8-4.水都
午後の光を取り込んだ廊下は、書斎へと続く。
驚いたり不満げだったり、コロコロと変わるリビエラの声色。
意外にも私は、最後の言葉に心を揺さぶられた。
『もしかしてこの仕事、カノジョの依頼?』
すぐに浮かんだのは、ハルが嫌いな素材屋の女主人、ヘカテ。
リビエラにとっては、気心の知れた古い友達。だけど、あんなよそよそしい三人称をリビエラはヘカテに使わない。

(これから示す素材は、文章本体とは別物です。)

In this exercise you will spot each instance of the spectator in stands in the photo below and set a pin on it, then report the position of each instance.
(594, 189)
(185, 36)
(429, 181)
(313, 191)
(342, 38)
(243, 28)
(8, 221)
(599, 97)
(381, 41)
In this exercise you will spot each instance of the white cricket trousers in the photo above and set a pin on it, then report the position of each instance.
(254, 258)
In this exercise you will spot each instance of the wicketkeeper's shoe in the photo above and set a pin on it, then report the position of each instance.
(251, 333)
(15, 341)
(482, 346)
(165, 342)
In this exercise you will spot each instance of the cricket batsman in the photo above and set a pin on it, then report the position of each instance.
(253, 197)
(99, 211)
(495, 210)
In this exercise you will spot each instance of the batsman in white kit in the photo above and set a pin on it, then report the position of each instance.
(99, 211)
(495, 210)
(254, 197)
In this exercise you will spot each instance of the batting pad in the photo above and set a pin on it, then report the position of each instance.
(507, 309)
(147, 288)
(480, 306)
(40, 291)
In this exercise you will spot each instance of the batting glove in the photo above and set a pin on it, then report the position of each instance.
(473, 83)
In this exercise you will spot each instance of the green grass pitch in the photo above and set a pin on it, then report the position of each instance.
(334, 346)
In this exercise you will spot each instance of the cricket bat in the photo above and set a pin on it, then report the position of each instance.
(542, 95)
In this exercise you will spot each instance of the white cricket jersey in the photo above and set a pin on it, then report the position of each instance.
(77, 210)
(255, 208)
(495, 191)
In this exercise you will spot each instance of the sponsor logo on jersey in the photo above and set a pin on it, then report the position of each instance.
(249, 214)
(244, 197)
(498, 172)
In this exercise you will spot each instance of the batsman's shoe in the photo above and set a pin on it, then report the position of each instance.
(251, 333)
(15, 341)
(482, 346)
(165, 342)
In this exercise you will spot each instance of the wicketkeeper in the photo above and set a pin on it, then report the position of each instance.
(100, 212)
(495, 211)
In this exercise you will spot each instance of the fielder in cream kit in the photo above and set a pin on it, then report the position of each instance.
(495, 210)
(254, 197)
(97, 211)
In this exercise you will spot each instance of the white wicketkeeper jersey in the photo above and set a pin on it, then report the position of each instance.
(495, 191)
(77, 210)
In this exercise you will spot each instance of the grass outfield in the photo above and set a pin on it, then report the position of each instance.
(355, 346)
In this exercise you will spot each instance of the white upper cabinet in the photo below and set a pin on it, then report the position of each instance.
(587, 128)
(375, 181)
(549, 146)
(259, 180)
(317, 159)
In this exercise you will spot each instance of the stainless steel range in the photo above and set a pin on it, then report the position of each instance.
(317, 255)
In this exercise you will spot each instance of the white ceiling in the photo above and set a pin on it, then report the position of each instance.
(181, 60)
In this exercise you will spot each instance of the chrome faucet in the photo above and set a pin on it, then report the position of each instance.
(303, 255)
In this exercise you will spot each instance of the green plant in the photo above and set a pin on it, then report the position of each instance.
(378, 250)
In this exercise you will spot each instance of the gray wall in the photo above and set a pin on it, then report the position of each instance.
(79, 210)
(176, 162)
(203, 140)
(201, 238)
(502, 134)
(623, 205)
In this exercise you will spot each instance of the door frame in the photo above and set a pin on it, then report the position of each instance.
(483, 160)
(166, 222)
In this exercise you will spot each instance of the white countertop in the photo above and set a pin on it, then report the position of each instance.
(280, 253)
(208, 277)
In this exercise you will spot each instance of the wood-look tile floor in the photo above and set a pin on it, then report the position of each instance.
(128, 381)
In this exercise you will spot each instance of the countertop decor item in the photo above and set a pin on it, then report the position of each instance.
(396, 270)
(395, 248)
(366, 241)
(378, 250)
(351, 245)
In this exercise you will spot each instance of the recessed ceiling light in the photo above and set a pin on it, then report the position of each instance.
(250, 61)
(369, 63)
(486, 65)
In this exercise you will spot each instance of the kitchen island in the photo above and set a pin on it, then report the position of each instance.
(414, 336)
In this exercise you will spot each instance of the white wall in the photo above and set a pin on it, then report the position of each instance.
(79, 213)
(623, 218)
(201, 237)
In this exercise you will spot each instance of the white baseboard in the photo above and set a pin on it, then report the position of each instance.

だから、「カノジョ」はハルとリビエラが知っている共通の、私の知らない人。
新たな登場人物。
「カノジョって、誰?」
私は、二人に向かって直球の質問を投げた。
半歩前を歩くハルと、隣を歩くリビエラを交互に見る。
不自然な沈黙が流れる中、先に痺れを切らしたのはリビエラだった。
「一緒に仕事をするんだ、ララは知る権利があるよ?ハル。」
「知らなくとも、オレは支障ないと思うが。」
「私は知りたい。
目の前で二人しか知らない会話をされるのは、不愉快よ。
私には、この仕事を断る権利もあるよね?」
私は、不満をあらわにした。
疎外感を感じたのは、言葉通り本当に本当。だけど心のどこかで、カノジョを隠そうとするハルの態度が気に喰わなかった。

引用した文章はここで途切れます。